Free Anna Delvey!
No one deserves riches, and yet we all do. This moral puzzle is key to our love for Anna Delvey, the con artist and “fake German heiress” who is the subject of Netflix’s flawed but irresistible series Inventing Anna.

Fake German heiress Anna Sorokin is led away after being sentenced in Manhattan Supreme Court on May 9, 2019. (TIMOTHY A. CLARY/AFP via Getty Images)
In the Netflix series Inventing Anna, just after a magazine publishes the dramatic story of Anna Sorokin’s impressive fraud, a woman walks out of a store wearing a T-shirt that says “Fake German Heiress.” Because who wouldn’t want to be a fake German heiress?

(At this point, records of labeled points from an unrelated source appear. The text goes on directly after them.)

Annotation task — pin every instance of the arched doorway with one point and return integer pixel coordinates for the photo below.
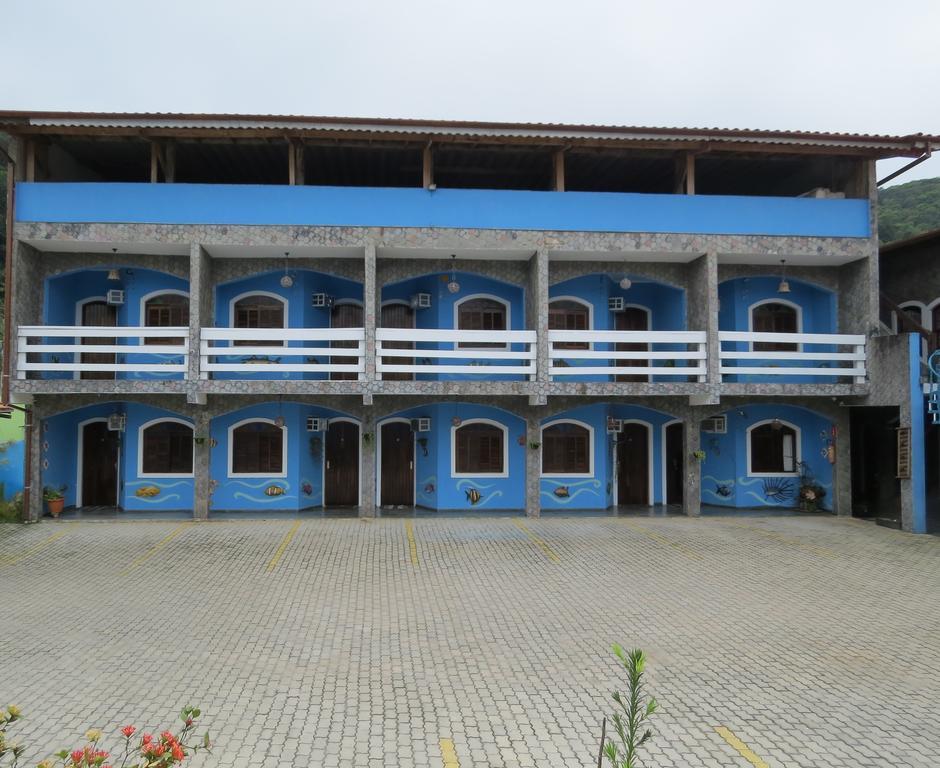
(341, 466)
(633, 464)
(397, 481)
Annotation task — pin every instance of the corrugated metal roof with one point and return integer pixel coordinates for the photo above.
(553, 132)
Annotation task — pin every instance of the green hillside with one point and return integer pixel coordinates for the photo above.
(908, 209)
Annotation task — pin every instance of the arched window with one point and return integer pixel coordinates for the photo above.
(479, 448)
(775, 317)
(566, 449)
(258, 310)
(257, 448)
(166, 310)
(569, 315)
(773, 448)
(166, 448)
(482, 313)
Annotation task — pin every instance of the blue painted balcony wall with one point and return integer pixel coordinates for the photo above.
(726, 479)
(437, 487)
(451, 208)
(816, 312)
(664, 304)
(65, 294)
(442, 314)
(299, 313)
(598, 491)
(299, 486)
(62, 457)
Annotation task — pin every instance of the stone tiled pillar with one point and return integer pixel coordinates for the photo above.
(201, 311)
(202, 447)
(533, 465)
(537, 319)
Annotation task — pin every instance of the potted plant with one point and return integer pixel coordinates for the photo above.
(55, 499)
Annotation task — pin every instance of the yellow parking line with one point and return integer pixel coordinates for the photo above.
(412, 545)
(156, 548)
(550, 553)
(14, 559)
(449, 754)
(660, 539)
(741, 747)
(283, 546)
(812, 548)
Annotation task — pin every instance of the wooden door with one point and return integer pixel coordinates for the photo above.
(631, 319)
(398, 480)
(345, 316)
(341, 475)
(633, 465)
(99, 465)
(398, 316)
(675, 484)
(102, 314)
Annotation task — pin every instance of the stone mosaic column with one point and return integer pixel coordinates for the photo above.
(533, 465)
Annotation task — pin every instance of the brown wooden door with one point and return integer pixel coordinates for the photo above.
(675, 484)
(102, 314)
(398, 480)
(398, 316)
(633, 465)
(345, 316)
(99, 465)
(631, 319)
(341, 476)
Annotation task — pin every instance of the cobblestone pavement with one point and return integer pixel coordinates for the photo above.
(814, 640)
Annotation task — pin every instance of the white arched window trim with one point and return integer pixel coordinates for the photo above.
(140, 445)
(453, 449)
(590, 431)
(270, 294)
(774, 300)
(495, 298)
(797, 449)
(231, 445)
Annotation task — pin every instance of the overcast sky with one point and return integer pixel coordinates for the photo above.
(833, 65)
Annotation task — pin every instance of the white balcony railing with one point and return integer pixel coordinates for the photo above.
(628, 354)
(89, 351)
(337, 353)
(809, 354)
(408, 352)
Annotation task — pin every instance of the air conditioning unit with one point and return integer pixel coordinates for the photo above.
(716, 424)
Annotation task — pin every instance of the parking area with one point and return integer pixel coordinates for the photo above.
(777, 641)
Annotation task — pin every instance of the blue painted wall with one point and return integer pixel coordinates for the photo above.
(817, 307)
(725, 480)
(666, 305)
(441, 315)
(435, 486)
(59, 452)
(456, 208)
(597, 492)
(63, 294)
(300, 313)
(306, 451)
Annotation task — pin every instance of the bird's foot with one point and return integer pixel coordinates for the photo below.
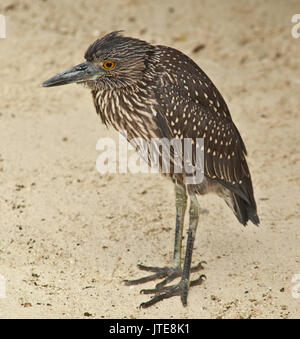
(163, 292)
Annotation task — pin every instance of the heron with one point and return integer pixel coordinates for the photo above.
(154, 91)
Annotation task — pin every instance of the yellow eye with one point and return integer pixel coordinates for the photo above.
(109, 64)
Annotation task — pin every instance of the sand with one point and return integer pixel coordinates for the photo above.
(69, 235)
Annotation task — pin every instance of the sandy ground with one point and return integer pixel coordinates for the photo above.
(69, 236)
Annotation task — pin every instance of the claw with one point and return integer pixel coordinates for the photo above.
(163, 292)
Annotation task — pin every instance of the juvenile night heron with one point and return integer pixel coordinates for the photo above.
(158, 92)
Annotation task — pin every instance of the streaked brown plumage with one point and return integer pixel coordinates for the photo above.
(158, 92)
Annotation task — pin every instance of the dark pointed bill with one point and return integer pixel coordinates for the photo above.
(79, 73)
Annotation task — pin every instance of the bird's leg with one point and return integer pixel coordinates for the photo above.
(175, 270)
(164, 292)
(170, 273)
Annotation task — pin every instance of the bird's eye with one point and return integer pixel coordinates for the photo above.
(109, 64)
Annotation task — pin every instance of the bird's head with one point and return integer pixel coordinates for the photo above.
(113, 61)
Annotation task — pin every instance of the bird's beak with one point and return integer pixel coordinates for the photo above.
(79, 73)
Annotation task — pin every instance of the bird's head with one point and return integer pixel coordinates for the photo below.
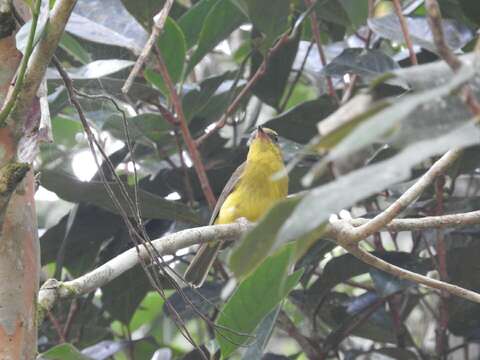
(264, 142)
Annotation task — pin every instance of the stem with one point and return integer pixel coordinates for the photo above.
(187, 137)
(323, 59)
(406, 34)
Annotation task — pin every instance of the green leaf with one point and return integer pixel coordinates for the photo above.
(65, 130)
(259, 242)
(270, 20)
(189, 22)
(300, 123)
(173, 49)
(74, 48)
(62, 352)
(456, 34)
(317, 206)
(409, 108)
(222, 19)
(91, 228)
(122, 296)
(151, 206)
(357, 11)
(201, 97)
(262, 336)
(368, 64)
(254, 298)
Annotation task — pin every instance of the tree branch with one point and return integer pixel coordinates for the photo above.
(52, 290)
(385, 217)
(159, 23)
(187, 136)
(41, 56)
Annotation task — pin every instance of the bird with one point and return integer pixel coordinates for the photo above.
(251, 191)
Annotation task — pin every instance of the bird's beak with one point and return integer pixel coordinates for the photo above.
(260, 133)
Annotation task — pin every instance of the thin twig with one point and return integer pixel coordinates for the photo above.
(159, 23)
(11, 98)
(323, 59)
(187, 136)
(366, 257)
(406, 34)
(284, 39)
(298, 75)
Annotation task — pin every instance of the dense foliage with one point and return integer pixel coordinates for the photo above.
(330, 305)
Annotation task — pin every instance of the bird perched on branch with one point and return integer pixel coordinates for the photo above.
(249, 194)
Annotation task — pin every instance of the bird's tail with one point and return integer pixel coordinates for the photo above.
(197, 271)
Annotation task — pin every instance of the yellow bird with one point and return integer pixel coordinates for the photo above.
(249, 194)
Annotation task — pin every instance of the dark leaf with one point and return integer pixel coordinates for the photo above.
(151, 206)
(91, 227)
(63, 352)
(221, 20)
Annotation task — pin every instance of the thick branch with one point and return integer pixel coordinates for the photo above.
(380, 264)
(385, 217)
(53, 290)
(159, 23)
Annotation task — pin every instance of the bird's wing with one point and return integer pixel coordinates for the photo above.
(232, 182)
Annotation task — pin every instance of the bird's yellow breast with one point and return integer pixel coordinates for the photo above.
(255, 192)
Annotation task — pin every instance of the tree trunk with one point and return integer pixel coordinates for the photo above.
(19, 249)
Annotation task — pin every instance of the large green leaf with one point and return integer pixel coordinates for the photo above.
(221, 20)
(255, 297)
(151, 206)
(146, 127)
(173, 49)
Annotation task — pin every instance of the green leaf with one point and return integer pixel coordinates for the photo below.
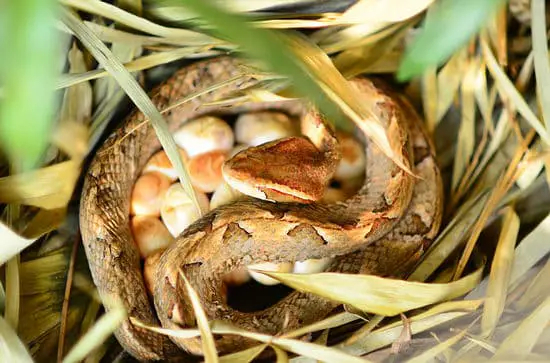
(311, 71)
(26, 111)
(449, 27)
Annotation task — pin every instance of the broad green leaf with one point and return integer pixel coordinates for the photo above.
(375, 294)
(11, 347)
(311, 71)
(451, 25)
(27, 106)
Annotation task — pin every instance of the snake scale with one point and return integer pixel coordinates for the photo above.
(381, 230)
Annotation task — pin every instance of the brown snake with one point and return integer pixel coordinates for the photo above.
(382, 230)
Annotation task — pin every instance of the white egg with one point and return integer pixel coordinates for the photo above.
(177, 210)
(260, 127)
(150, 235)
(203, 135)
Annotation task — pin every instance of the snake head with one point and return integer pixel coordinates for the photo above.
(292, 169)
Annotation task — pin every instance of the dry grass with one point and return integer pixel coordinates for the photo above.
(480, 293)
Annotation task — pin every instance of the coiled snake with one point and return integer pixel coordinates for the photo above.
(381, 230)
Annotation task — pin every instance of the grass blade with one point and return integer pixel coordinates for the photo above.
(11, 347)
(310, 69)
(501, 269)
(451, 25)
(27, 29)
(540, 51)
(136, 94)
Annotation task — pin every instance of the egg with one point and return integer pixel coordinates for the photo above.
(177, 210)
(148, 194)
(257, 128)
(150, 235)
(204, 134)
(205, 170)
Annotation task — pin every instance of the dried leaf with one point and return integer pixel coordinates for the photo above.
(501, 270)
(207, 340)
(102, 329)
(445, 33)
(112, 12)
(540, 52)
(44, 274)
(450, 238)
(137, 64)
(375, 294)
(244, 356)
(520, 343)
(431, 354)
(385, 336)
(508, 91)
(138, 95)
(390, 11)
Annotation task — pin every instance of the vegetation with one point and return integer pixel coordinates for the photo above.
(478, 70)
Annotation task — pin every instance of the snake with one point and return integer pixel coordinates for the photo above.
(382, 230)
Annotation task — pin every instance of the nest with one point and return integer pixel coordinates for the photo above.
(483, 88)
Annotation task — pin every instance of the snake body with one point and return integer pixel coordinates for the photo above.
(381, 230)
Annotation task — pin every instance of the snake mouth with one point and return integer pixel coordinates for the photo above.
(252, 296)
(247, 290)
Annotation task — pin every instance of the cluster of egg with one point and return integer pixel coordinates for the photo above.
(161, 210)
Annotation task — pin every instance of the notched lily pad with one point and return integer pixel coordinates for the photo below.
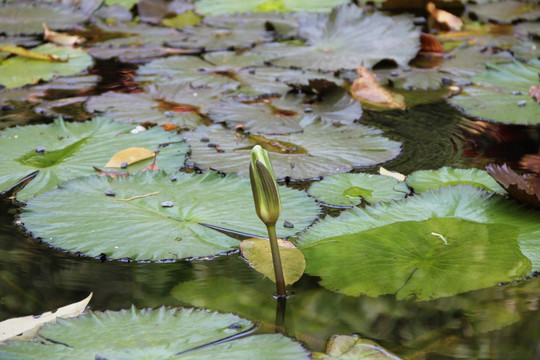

The moment captures instantly the amusement and admiration behind the public response to this real-life story. Inventing Anna, a lightly fictionalized TV series based on Jessica Pressler’s long New York magazine cover story, chronicles the rise and fall of Anna Delvey, née Anna Sorokin, a young middle-class, Russian-born woman who pretended to be a German heiress and lived large for about four years, hobnobbing with Manhattan’s rich and famous. She was even taken seriously as a client by major banks and hedge funds, including a fund called Fortress.
Inventing Anna features some of the best clothes ever seen in a TV series, better even than Sex and the City. The even bigger source of delight here, however, is Anna Delvey’s chutzpah. She steals a private jet. She uses a real heiress’s yacht without permission. She stays in some of New York’s fanciest hotels without paying.